0.4 Imaginary concepts -- quadratic equations and complex numbers

In the unit on quadratic equations and complex numbers, we saw that a quadratic equation can have two answers, one answer, or no answers .

We can now modify this third case. In cases where we described “no answers” there are actually two answers, but both are complex! This is easy to see if you remember that we found “no answers” when the discriminant was negative —that is, when the quadratic formula gave us a negative answer in the square root.

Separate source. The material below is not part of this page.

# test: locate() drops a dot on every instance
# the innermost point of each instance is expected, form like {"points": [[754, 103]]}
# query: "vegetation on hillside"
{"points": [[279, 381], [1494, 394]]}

As an example, consider the equation:

${\mathrm{2x}}^2+\mathrm{3x}+5=0$

The quadratic equation gives us:

$x=\frac{-3\pm \sqrt{3^2-4(2)(5)}}{4}$ $=$ $\frac{-3\pm \sqrt{-\text{31}}}{4}$

This is the point where, in the “old days,” we would have given up and declared “no answer.” Now we can find two answers—both complex.

$=\frac{-3}{4}\pm \frac{\sqrt{\text{31}}\sqrt{-1}}{4}$ $=$ $\frac{-3}{4}\pm \frac{\sqrt{\text{31}}}{4}i$

So we have two answers. Note that the two answers are complex conjugates of each other—this relationship comes directly from the quadratic formula.